I understand that they say these things without malice, because I believe these people genuinely want to make me feel good, but I think there should be some sort of boundaries when it comes to commenting on someone’s body. It is unacceptable in any circumstance to comment when a woman gains weight, so why do people strive to make comments about those who lose it?

Before you bite my head off, it is completely different when someone is public about their weight loss journey (by ALL means, cheer them on! They deserve it!) but sometimes people don’t make social media posts about it because it is personal to them. Other than my husband and my best friend, I didn’t advertise that I was losing weight, though I would gracefully answer questions to those asking me if I was. The most difficult for me was the comments I would hear immediately after seeing someone I hadn’t seen in a while (because let’s be honest, do moms really ever get out of the house?).

“Wow, who knew you were so beautiful?!”

Yes. I heard this. MORE THAN ONCE. Do people not proofread what is about to come out of their mouth? (Maybe that’s just me and my crippling anxiety.) So why would this hurt me? Well, because the old me was beautiful too. Maybe not by their standards (and who gives AF what someone else thinks is beautiful anyway), but the old me reminds me of a time where I was happier, with fewer struggles. There are a hundred ways to find beauty in something, and appearances shouldn’t be at the top of the list.

“Dang, look at you after three kids!”

Would I be less of a mom if I didn’t lose the weight? I get a weird intuition this is one for the “breast is best” or natural labor campaign, because who the hell cares? What about the new mom standing next to me when you said that? You just subconsciously put (even more) pressure on her to lose weight. Thank you for your compliment, but just … no. Motherhood is not a competition. Girl, you lost your baby weight? Good for you! I bet you are doing what is best for you! Girl, you didn’t lose the baby weight? Good for you! I bet you are doing what is best for you! See how easy that was? Do you want to know what is easier? Don’t bring up baby weight at all.


“I didn’t even recognize you!”

I get this the most, and each time it chips away at me. I know, I look a little different in size, but I’m wearing the same glasses I have been wearing for four years (yikes) and I haven’t changed my hairstyle since high school. Is the old me that lost in my new body? I still have a weird sense of humor and questionable social skills, I am just a few sizes smaller as I stand awkwardly in the corner at parties.

After going out for an evening with my husband at our small-town fair, which is basically an all-school reunion, I was so sick of hearing about my weight loss with every person I chatted with that I asked to leave early.
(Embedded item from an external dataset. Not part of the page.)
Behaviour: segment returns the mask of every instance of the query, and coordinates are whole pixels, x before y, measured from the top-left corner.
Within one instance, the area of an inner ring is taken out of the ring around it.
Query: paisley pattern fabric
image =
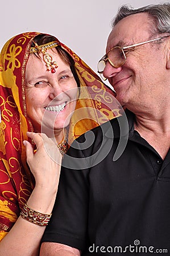
[[[39,34],[16,35],[1,52],[0,241],[15,222],[35,185],[23,141],[28,140],[27,131],[34,131],[27,117],[25,71],[32,40]],[[60,43],[74,59],[81,88],[84,88],[77,100],[78,111],[73,114],[69,126],[71,142],[86,130],[120,115],[119,108],[114,92],[76,53]],[[80,109],[86,118],[79,122]]]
I was getting uncomfortable with people critiquing my body and then feeling entitled enough to give me a review of their findings.

Do they know that this weight loss is a mix of depression and untreated thyroid problems?
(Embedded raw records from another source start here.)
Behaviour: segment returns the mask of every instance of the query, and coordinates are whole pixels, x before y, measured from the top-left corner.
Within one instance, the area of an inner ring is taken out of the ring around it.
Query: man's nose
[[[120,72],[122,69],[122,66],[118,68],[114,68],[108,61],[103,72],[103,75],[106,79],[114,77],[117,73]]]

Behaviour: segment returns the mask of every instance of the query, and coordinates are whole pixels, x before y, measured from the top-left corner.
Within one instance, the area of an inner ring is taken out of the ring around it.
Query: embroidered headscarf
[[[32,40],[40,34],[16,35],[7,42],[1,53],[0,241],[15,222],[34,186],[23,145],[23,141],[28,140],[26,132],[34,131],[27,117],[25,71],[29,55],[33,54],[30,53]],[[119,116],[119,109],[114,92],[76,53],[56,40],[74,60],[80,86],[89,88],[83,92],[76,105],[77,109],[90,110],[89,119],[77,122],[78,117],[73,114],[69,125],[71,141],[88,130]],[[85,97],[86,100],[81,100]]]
Do they know that I miss the old me?

Do they know they are feeding into my major body image issues? That when I saw the tag with the little tiny “S” on it, I tried on three more of the exact shirt with the same size because I thought for sure it was mislabeled? In the mirror I still see an XL+.

Do they know that I started wearing my old clothes to make myself look bigger when I am around people I know?

Do they know I weigh myself every morning to make sure I am not gaining weight, because I am terrified of their judgment if I gain it all back?

Do they know that their anorexia comments are (A) NOT FUNNY and (B) not a compliment? Having closely known women who have fought that disease, and the minute-to-minute struggle they have and still do endure, it is highly inappropriate to make light of any eating disorder.

I cannot stress enough that I know people just want me to feel good about myself, but for someone who has recently lost weight who wasn’t skinny prior to gaining weight, it is hard to hear people put the old me down. I really liked her. Throughout all the numbers on the scale, she reminds me of happiness. It is kind of like picking on a sibling: only okay if you do it.

I appreciate your effort and understand that a lot of what plays into this is my own mental health and issues that I need to work on. I just want to bring awareness to the darker side of weight loss, something we don’t hear or think about often, and maybe validate the feelings of someone else going through what I am. So next time you notice a big change in someone, ask them a question about what they have been up to, or how their family is, or give a compliment to their new business, not their new body. If they want to talk about it, they should be the one to start that conversation.

A good rule of thumb is if you wouldn’t want to hear the gory details of her childbirth (or you wouldn’t tell her about yours) you are not close enough to comment on her body.